Procedimentos de emergência

  • Contacto da pele com ácido sulfúrico: Lave imediatamente com água durante 15+ minutos e remova as roupas contaminadas
  • Exposição dos olhos: Enxague com água durante 15+ minutos e procure atendimento médico imediato
  • Exposição ao sulfeto de hidrogénio: Vá imediatamente para um local com ar fresco, forneça oxigénio se disponível e chame os serviços de emergência
  • Ingestão: Não provoque vómito em caso de ingestão de ácidos, dê água se a pessoa estiver consciente e procure atendimento médico

Riscos de incêndio e explosão

O enxofre queima a 248°C, produzindo dióxido de enxofre tóxico. A poeira de enxofre pode formar misturas explosivas no ar (35-1400 g/m³). Use água pulverizada para arrefecer o enxofre em chamas; nunca use extintores de CO₂ ou de produto químico seco em grandes incêndios de enxofre.

Respostas rápidas

Enxofre: perguntas frequentes

What is Enxofre?

Enxofre (symbol S) is element 16 on the periodic table, a não metal in period 3, group 16. Yellow, brittle, and responsible for the smell of struck matches, rotten eggs and volcanic vents. At room temperature it is a solid.

What is the electron configuration of Enxofre?

Enxofre's ground-state electron configuration is [Ne] 3s² 3p⁴, giving 3 occupied shells holding 2, 8, 6 electrons respectively. Its outer shell holds 6 electrons, which is what sets its bonding behaviour.

What are the melting and boiling points of Enxofre?

Enxofre melts at 388.4 K (115.2 °C) and boils at 717.8 K (444.7 °C).

What is the atomic mass of Enxofre?

The standard atomic weight of Enxofre is 32.06 u.

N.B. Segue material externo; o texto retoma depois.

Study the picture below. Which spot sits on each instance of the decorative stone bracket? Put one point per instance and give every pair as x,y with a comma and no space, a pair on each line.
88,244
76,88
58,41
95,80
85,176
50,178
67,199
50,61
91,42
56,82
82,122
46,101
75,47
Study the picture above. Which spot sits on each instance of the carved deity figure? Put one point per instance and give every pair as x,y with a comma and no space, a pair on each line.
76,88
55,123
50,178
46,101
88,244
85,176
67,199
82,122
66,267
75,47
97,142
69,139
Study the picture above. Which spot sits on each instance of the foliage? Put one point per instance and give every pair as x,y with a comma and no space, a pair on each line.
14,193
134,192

That is a weighted average across its naturally occurring isotopes, which is why it is rarely a whole number.

How dense is Enxofre?

Enxofre has a density of 2.067 g/cm³. Water is 1.0 g/cm³, so a block of enxofre is about 2.1× heavier.

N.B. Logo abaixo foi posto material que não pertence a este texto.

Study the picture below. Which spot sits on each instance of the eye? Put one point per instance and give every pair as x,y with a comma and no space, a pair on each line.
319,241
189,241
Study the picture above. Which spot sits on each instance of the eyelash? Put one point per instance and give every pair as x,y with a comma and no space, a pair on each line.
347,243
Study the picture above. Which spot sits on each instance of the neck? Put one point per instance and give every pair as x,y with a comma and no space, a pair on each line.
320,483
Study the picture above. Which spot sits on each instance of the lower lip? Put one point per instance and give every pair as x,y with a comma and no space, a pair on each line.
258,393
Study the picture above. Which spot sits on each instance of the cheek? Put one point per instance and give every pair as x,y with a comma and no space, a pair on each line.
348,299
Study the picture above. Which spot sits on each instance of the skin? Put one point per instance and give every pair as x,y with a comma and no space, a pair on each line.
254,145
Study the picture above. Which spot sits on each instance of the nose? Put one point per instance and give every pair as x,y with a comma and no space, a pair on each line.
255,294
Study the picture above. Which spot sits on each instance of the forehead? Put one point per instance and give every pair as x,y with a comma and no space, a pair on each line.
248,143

What is the electronegativity of Enxofre?

Enxofre has a Pauling electronegativity of 2.58. The scale runs from 0.70 (francium, the least greedy for electrons) to 3.98 (fluorine, the most). Values in this middle band tend to form covalent rather than strongly ionic bonds.

Who discovered Enxofre, and when?

Enxofre has been known since antiquity — it occurs in a form usable without smelting, so no single person can be credited with its discovery. The name comes from sanskrit sulvere, via Latin sulphurium.

How common is Enxofre on Earth?

Enxofre makes up about 350 mg/kg of the Earth's crust — common enough to be mined at scale.